No entiendo muy bien qué es exactamente lo que me atrae tanto de este lugar. Es un museo que he recorrido innumerables veces. Al que además no le perdono la visita si por cualquier razón tengo que ir al centro. Comienzo siempre desde arriba, contemplando durante varios minutos la balsa muisca. ¡Es que es perfecta!

Me maravillo con los detalles. Imagino la ceremonia y veo la película que proyecta esta balsa diminuta en mi pantalla mental.

Un hombre bañado en oro. Sobre una balsa bañada en oro. En medio de una laguna color esmeralda. Rodeado de todos los habitantes del pueblo muisca viéndolo esperar el primer rayo de sol. Para que, bañado con esa luz, brille y sea coronado como el nuevo cacique. Es que solo escribiendo los ojos se me llenan de lágrimas de alegría. Después de mi película mental paso a la imperdible sala "La ofrenda". Espero unos minutos mientras es el momento de que comience. Entro emocionadísima. Como si siempre fuera mi primera vez. Escucho los cantos. Quiero tener mil ojos en ese momento, uno por cada objeto brillante que se ilumina sobre el fondo azul. Ese juego de luces y sonidos que imitan el ritual que en otros tiempos los pueblos originarios de estas tierras tenían la tranquilidad de hacer. Me deslumbra todo lo que allí en esa sala pasa.

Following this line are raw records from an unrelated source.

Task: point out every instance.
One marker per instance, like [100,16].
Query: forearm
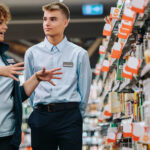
[30,85]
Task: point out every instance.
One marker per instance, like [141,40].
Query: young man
[57,119]
[11,94]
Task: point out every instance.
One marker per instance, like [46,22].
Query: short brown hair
[4,12]
[57,6]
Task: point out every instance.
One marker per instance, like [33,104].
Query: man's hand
[47,75]
[12,70]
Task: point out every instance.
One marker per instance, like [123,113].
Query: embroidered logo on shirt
[67,64]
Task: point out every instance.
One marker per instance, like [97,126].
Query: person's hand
[47,75]
[12,70]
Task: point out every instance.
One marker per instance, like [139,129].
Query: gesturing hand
[47,75]
[10,71]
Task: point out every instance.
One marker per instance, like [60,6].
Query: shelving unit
[124,104]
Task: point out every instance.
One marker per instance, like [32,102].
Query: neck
[55,39]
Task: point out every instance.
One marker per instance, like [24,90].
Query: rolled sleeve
[84,81]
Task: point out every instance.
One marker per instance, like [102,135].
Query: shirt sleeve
[84,81]
[29,71]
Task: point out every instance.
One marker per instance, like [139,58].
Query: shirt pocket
[69,74]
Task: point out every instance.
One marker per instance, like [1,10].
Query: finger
[56,69]
[55,73]
[16,73]
[43,71]
[19,64]
[18,68]
[56,77]
[13,77]
[52,83]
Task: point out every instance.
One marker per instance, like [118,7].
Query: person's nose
[5,26]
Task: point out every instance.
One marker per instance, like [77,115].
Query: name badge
[67,64]
[11,61]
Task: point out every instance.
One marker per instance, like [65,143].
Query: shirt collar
[3,47]
[58,46]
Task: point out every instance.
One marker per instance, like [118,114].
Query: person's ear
[66,22]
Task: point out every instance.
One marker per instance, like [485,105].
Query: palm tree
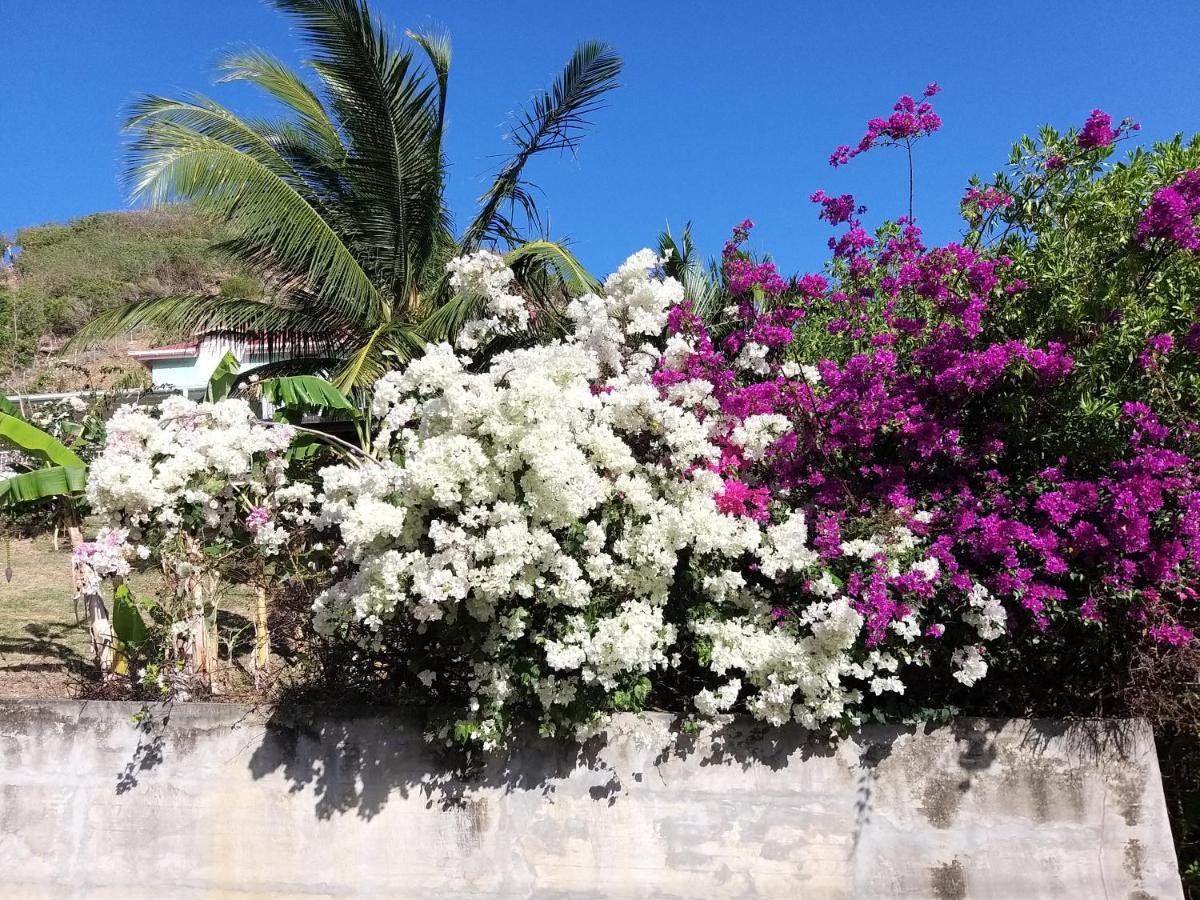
[340,207]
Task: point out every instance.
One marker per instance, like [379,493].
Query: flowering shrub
[867,491]
[193,487]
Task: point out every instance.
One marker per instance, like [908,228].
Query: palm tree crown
[340,207]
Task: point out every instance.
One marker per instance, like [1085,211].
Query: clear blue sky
[727,109]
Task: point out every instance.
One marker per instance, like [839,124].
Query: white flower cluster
[484,274]
[538,516]
[195,467]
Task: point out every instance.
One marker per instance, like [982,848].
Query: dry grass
[45,649]
[43,645]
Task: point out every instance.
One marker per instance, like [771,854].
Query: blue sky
[729,111]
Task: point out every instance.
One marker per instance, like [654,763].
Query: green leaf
[223,378]
[305,447]
[127,624]
[10,408]
[41,484]
[35,442]
[575,277]
[306,393]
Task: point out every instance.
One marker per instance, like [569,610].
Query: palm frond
[175,162]
[389,347]
[575,279]
[388,109]
[273,76]
[555,120]
[437,48]
[282,329]
[702,286]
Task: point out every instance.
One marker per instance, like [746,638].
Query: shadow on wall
[354,760]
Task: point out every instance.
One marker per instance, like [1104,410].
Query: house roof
[184,349]
[191,349]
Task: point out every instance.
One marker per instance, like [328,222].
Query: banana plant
[55,472]
[292,397]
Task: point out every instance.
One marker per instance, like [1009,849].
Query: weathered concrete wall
[225,801]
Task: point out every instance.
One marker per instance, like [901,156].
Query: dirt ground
[45,649]
[43,643]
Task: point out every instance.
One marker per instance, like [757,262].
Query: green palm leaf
[340,207]
[555,120]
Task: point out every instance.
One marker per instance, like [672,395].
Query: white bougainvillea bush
[550,534]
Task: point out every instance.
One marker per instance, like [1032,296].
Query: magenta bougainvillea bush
[925,479]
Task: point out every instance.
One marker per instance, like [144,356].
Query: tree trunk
[262,637]
[199,641]
[100,624]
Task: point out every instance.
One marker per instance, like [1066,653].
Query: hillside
[66,274]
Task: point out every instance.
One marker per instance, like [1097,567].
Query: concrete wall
[228,801]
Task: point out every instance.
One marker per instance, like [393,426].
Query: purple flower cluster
[257,517]
[1097,131]
[1171,213]
[899,424]
[910,120]
[976,202]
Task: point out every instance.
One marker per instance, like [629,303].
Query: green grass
[42,642]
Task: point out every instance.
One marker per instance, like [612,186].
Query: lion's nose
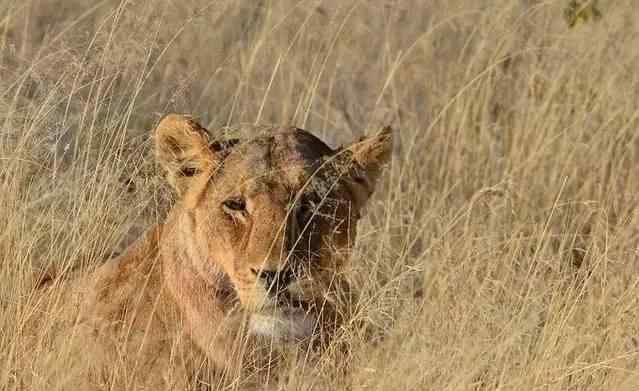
[274,279]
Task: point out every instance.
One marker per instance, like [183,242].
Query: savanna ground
[501,249]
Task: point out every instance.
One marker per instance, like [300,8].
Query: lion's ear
[369,156]
[182,149]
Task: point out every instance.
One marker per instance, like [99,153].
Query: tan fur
[190,300]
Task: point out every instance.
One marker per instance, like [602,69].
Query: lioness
[246,265]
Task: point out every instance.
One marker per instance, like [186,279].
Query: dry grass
[501,249]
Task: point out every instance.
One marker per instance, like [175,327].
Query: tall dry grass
[501,249]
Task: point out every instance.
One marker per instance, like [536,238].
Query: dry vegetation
[501,250]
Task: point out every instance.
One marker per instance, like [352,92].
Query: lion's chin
[290,325]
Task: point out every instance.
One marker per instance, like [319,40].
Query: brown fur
[247,265]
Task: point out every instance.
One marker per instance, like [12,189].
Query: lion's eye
[235,204]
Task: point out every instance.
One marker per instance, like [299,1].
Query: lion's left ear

Me despierto de mi sueño y termino de bañarme rápidamente. Me visto y mientras tanto, le escribo a la persona que es mi excusa perfecta para ir allá, que nos vemos en la estación de transmilenio de la calle 100.

Salgo de mi casa camino a la estación, subo el puente peatonal, entro a la estación y lo encuentro. Hablamos de cualquier cosa mientras llegamos a la estación de las aguas. Nos bajamos y comenzamos a caminar por el eje ambiental.

Nuestra conversación se interrumpe mientras nos quedamos viendo a un habitante de la calle que en plena luz del día, comienza a desnudarse al lado de los cuerpos de agua del río San Francisco que canalizó un diseño de Salmona. Deja sus pertenencias en la base de una de las palmas de cera que rodean este lugar y, se comienza a bañar. El extranjero me mira. Yo estoy muda. Él trata de llenar el vacío.

–Tranquila, en todos los centros de nuestras ciudades pasan este tipo de cosas–

Seguimos caminando.

Termina mi cita. Entro a mi apartamento. Me quito los zapatos y la chaqueta. Me siento en mi poltrona a ver las historias de Instagram y me encuentro con una de Isaac. Siento que no hablo con él hace siglos. Respondo a su historia

– Hola Guapo!– Con tres emojis de caritas enamoradas.

– Hola. Te amo y extraño. Chao– Me responde.